I redrew it on 1/2 sheet hotpressed paper and then the first thing we had to do in class was misket the red and the 2 blue umbrellas (leaving the large dark and the smaller dark umbrella alone). We misketed completely, including the handles, of those 3 and then misketed the lights in the wooden deck floor and on the umbrellas that were left alone.
Then we wet the paper down until it was very saturated and poured our colors. I'm using only 3 colors of Da Vinci fluid acrylics: Yellow = Hansa Yellow Light; Red = Quinacridone Red; and Blue = Ultramarine Blue.
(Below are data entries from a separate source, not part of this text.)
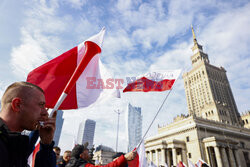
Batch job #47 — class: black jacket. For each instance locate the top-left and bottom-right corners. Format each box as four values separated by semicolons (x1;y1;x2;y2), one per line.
0;118;56;167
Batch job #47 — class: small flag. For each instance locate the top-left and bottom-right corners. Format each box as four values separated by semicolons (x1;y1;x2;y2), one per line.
128;141;147;167
123;70;181;93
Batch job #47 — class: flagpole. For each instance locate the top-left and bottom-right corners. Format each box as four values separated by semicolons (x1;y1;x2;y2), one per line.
136;89;173;150
114;109;123;152
135;70;183;150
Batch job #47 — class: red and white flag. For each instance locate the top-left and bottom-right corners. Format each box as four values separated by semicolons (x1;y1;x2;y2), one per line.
196;159;209;167
123;70;181;92
177;161;187;167
27;28;105;109
188;159;197;167
128;141;148;167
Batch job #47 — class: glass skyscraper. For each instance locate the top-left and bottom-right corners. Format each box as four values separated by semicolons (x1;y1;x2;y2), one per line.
77;119;96;149
126;104;142;152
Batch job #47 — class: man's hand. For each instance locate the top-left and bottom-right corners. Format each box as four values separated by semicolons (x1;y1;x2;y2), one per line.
124;151;137;161
39;111;57;144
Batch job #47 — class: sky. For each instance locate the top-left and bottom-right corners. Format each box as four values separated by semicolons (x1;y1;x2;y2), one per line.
0;0;250;152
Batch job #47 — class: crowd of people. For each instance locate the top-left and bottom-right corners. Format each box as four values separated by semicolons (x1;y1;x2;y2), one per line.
0;82;136;167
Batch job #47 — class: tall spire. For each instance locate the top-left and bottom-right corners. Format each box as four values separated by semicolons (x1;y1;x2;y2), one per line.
191;25;197;44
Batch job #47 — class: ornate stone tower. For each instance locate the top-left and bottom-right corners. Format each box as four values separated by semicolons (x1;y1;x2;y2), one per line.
182;27;240;125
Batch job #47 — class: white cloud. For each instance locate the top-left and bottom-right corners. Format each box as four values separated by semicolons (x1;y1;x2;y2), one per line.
0;0;250;154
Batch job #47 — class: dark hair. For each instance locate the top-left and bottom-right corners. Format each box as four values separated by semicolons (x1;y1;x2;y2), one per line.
112;152;124;159
71;144;88;159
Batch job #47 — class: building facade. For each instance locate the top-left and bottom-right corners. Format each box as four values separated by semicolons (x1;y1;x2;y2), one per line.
77;119;96;149
145;116;250;167
53;110;64;146
241;111;250;129
183;28;241;125
126;104;142;152
145;28;250;167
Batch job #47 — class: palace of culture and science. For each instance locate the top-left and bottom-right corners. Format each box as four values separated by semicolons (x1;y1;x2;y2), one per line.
145;28;250;167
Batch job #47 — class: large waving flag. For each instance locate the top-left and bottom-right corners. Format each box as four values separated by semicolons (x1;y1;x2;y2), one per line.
27;28;105;109
123;70;181;92
188;159;197;167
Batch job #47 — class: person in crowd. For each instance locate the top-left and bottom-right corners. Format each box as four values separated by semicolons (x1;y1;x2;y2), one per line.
0;82;56;167
57;150;71;167
66;144;136;167
53;146;61;164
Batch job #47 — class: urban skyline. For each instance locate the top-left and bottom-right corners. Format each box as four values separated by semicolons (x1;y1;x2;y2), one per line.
0;0;250;152
125;103;142;152
77;119;96;149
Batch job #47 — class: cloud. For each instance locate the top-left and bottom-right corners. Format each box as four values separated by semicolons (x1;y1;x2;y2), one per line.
3;0;250;154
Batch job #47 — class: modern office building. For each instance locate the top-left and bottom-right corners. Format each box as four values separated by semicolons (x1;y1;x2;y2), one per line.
125;104;142;152
77;119;96;149
53;110;64;146
145;28;250;167
93;145;116;165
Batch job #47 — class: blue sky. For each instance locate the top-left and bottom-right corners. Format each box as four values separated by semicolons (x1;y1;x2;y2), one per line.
0;0;250;151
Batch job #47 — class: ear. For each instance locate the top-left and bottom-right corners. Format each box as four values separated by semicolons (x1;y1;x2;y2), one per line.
11;97;21;112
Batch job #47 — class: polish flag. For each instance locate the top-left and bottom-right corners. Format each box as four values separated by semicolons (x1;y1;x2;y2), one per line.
177;161;187;167
27;28;105;110
128;141;147;167
188;159;197;167
123;70;181;92
196;159;209;167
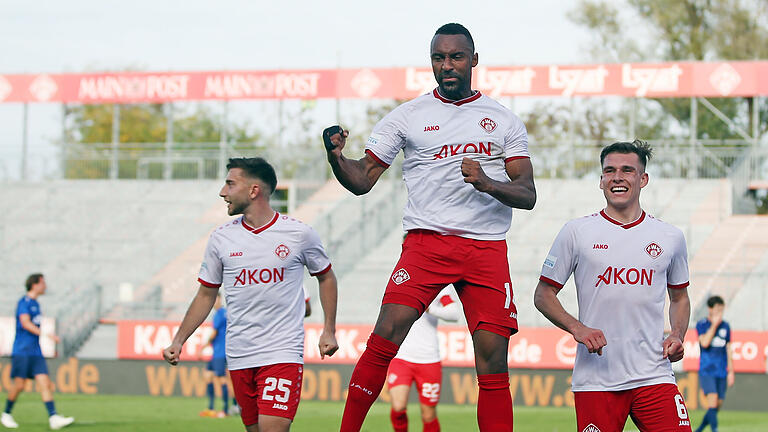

Because I used the Ultramarine Blue, I got a lot of texture. And that first pour was crazy!!! The paper was so wet that the acrylic just bloomed outwards and around the paper, running all over so by the time I got the 3 colors on, I was making a lovely brown all over!!! Anxiety!!! So I had to let the color just run off the paper and onto the towel and then I sprayed a bit of the color away where I wanted a lighter value. After some anxious moments of not knowing what to do, I let the paper and paint settle in and do it's thing and it worked okay.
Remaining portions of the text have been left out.